I'm working on a python code that reads a text file line-by-line and prints the line and the next line if the line starts with ">" and the next line starts with "G". To illustrate, I want the following input file...

>mm10_sample_name_here
GATCGATGCTGCTAGTAGCATG
>mm10_sample_name_here
>mm10_sample_name_here
AATCGATGCTGCTAGTAGCATG
>mm10_sample_name_here
>mm10_sample_name_here
>mm10_sample_name_here
GATCGATGCTGCTAGTAGCATG

To output as...

>mm10_sample_name_here
GATCGATGCTGCTAGTAGCATG
>mm10_sample_name_here
GATCGATGCTGCTAGTAGCATG
>mm10_sample_name_here
GATCGATGCTGCTAGTAGCATG

I've tried using next() in the following...
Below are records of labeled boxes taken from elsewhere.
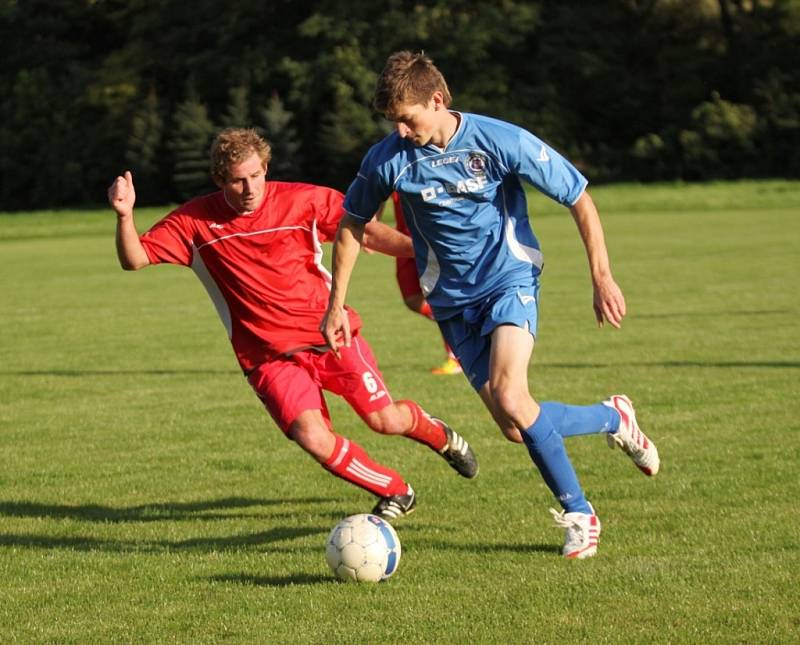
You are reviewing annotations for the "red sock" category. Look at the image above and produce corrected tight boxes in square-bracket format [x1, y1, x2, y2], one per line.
[418, 300, 434, 320]
[322, 434, 408, 497]
[398, 400, 447, 452]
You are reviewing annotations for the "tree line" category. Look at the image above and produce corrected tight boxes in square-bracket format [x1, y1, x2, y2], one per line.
[0, 0, 800, 210]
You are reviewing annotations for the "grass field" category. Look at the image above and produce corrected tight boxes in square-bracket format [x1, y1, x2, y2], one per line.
[0, 181, 800, 643]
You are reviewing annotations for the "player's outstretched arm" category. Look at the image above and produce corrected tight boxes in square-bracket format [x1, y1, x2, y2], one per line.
[361, 219, 414, 258]
[108, 170, 150, 271]
[319, 214, 364, 356]
[570, 191, 625, 328]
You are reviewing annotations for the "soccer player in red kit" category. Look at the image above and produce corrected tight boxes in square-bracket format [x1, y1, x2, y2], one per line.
[108, 128, 478, 520]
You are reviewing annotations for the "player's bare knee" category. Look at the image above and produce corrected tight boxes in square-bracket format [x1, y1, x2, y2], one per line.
[286, 424, 330, 462]
[492, 386, 527, 426]
[364, 404, 404, 434]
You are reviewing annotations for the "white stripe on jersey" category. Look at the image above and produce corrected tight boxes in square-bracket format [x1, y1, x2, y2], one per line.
[190, 244, 233, 338]
[197, 226, 311, 249]
[345, 459, 392, 488]
[503, 213, 544, 270]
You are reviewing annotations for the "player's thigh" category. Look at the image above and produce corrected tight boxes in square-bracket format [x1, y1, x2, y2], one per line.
[286, 409, 336, 463]
[395, 258, 424, 303]
[478, 381, 522, 443]
[247, 358, 331, 436]
[437, 315, 491, 392]
[319, 334, 392, 419]
[489, 323, 534, 391]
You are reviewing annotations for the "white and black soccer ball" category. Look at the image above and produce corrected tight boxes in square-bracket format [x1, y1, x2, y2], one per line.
[325, 513, 400, 582]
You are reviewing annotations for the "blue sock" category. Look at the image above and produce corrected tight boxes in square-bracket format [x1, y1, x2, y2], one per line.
[522, 406, 592, 513]
[541, 401, 619, 437]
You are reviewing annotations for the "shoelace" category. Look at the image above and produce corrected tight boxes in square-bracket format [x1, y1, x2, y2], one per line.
[550, 508, 583, 542]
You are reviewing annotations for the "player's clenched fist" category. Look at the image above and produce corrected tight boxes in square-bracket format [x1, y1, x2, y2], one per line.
[108, 170, 136, 217]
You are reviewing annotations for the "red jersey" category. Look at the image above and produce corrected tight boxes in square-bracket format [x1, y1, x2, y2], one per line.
[141, 181, 361, 372]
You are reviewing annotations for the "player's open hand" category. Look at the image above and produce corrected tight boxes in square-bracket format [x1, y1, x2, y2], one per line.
[593, 277, 626, 329]
[108, 170, 136, 217]
[319, 307, 350, 358]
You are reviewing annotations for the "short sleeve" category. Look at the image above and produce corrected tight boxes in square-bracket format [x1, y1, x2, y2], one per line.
[512, 128, 589, 206]
[344, 144, 392, 222]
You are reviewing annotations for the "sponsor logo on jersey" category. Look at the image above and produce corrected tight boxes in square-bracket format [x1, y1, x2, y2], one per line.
[420, 177, 486, 202]
[466, 152, 486, 177]
[431, 155, 458, 168]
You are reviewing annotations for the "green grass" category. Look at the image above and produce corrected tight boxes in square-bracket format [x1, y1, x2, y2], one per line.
[0, 181, 800, 643]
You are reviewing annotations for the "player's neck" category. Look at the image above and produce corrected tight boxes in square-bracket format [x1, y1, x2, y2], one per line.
[431, 110, 461, 150]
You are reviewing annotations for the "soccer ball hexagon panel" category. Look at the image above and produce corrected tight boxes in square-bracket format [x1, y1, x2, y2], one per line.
[325, 513, 400, 582]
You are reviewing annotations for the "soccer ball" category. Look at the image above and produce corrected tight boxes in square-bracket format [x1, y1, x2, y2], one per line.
[325, 513, 400, 582]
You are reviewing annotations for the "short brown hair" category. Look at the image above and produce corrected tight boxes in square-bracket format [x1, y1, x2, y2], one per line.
[211, 128, 272, 182]
[374, 51, 452, 120]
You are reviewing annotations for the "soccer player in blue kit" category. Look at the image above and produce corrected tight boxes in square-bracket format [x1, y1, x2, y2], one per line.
[321, 51, 660, 558]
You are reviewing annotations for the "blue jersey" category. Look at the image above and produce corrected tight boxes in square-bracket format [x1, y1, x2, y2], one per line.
[344, 113, 587, 320]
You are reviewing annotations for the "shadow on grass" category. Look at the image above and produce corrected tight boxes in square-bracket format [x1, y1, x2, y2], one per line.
[208, 573, 337, 587]
[0, 369, 242, 378]
[0, 527, 330, 554]
[0, 497, 342, 553]
[0, 497, 336, 523]
[0, 360, 800, 378]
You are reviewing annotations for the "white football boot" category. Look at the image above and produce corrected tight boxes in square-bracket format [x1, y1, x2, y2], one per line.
[603, 394, 661, 477]
[550, 505, 601, 560]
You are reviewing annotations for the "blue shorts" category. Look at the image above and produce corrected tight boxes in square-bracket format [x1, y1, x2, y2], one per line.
[438, 280, 539, 390]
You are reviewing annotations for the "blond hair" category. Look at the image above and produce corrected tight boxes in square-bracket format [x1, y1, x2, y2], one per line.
[374, 51, 452, 120]
[211, 128, 272, 182]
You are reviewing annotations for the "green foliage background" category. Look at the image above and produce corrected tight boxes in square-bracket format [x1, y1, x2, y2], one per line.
[0, 181, 800, 645]
[0, 0, 800, 210]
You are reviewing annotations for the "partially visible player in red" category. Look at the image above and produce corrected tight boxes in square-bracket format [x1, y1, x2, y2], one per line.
[379, 193, 462, 376]
[108, 128, 478, 520]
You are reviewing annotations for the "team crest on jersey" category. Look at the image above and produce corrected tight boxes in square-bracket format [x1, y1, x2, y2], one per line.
[466, 152, 486, 177]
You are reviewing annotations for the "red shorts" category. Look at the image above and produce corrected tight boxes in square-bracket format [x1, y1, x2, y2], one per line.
[396, 258, 422, 300]
[247, 334, 392, 432]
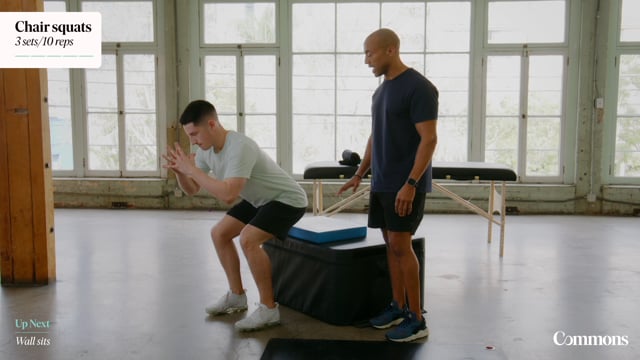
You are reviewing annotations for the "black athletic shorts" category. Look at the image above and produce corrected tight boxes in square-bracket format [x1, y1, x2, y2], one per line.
[369, 192, 426, 235]
[227, 200, 307, 240]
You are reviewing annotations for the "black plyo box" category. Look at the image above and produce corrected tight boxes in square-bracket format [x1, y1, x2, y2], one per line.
[263, 231, 424, 325]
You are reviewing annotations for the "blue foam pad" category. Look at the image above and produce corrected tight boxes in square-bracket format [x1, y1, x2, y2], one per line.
[289, 216, 367, 244]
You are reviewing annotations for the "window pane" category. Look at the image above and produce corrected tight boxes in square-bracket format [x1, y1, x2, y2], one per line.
[87, 114, 120, 170]
[291, 4, 336, 52]
[82, 1, 154, 42]
[489, 1, 565, 44]
[202, 3, 276, 44]
[336, 55, 378, 115]
[484, 116, 520, 170]
[614, 55, 640, 176]
[204, 56, 238, 130]
[292, 55, 335, 114]
[337, 3, 380, 53]
[293, 114, 336, 174]
[125, 114, 158, 171]
[427, 2, 471, 51]
[47, 69, 73, 170]
[486, 56, 520, 116]
[485, 56, 520, 169]
[122, 55, 158, 171]
[245, 115, 277, 160]
[85, 55, 119, 170]
[618, 55, 640, 115]
[615, 116, 640, 177]
[336, 116, 371, 160]
[526, 116, 561, 176]
[85, 55, 118, 113]
[244, 55, 276, 114]
[528, 56, 564, 116]
[244, 55, 276, 160]
[620, 0, 640, 41]
[123, 55, 156, 113]
[380, 2, 424, 51]
[426, 54, 469, 116]
[434, 115, 469, 161]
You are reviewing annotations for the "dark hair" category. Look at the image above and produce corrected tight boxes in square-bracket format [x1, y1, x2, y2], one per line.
[180, 100, 218, 125]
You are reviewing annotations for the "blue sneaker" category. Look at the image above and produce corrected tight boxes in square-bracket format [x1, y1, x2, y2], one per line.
[369, 300, 405, 329]
[387, 311, 429, 342]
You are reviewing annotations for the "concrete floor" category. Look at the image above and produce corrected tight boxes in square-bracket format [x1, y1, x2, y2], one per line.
[0, 209, 640, 360]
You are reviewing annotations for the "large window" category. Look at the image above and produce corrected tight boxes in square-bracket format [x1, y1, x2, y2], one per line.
[606, 0, 640, 183]
[45, 0, 164, 177]
[484, 1, 568, 181]
[291, 1, 471, 173]
[200, 1, 282, 160]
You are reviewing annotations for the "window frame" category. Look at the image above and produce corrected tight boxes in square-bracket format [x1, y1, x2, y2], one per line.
[49, 0, 167, 178]
[480, 0, 582, 184]
[595, 0, 640, 185]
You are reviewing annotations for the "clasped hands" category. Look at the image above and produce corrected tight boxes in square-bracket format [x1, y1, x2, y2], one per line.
[162, 142, 196, 175]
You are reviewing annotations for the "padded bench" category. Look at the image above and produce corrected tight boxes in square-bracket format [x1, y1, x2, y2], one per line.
[263, 231, 425, 325]
[304, 161, 518, 257]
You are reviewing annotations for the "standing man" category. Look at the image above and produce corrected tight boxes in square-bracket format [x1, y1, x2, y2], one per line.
[164, 100, 307, 331]
[339, 29, 438, 342]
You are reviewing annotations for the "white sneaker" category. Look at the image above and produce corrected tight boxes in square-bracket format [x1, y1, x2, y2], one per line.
[236, 303, 280, 331]
[205, 291, 247, 315]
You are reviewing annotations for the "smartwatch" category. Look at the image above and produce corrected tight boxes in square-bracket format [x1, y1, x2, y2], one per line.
[407, 178, 418, 188]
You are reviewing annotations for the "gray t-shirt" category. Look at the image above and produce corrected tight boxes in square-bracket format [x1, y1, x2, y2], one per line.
[196, 131, 308, 208]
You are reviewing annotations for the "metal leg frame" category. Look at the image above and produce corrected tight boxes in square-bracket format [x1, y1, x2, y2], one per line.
[433, 181, 507, 257]
[312, 179, 507, 257]
[312, 179, 371, 216]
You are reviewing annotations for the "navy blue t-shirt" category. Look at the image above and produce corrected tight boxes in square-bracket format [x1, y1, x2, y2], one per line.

original_file = 'test_input_file.txt'
file_destination = 'test_output_file.txt'

import os
if os.path.exists(file_destination):
  os.remove(file_destination)

f=open(original_file, 'r+')

for line in f:
  try:
    line2 = next(f)
  except StopIteration:
    line2 = ""
  if line2.startswith("G") and line.startswith(">"):
    with open(file_destination, "a") as myfile:
       myfile.write(line)
       myfile.write(line2)

However, it reads the input file two lines at a time meaning that once a line fails the if condition, all further lines are mismatched. Any help on this would be great. Thanks.


Solution

  • As you have found out, your solution doesn't work. You are advancing the generator by two items on every iteration (since you call next()). You need to use a strategy to only advance the generator once. One would be to keep state while looping, e.g.

    previous_line = ""
    for line in f:
      if line.startswith("G") and previous_line.startswith(">"):
        ...
      previous_line = line
    

    You could also keep the next() function and use e.g. while True:, but beware of the edge case when there are multiple lines starting with ">".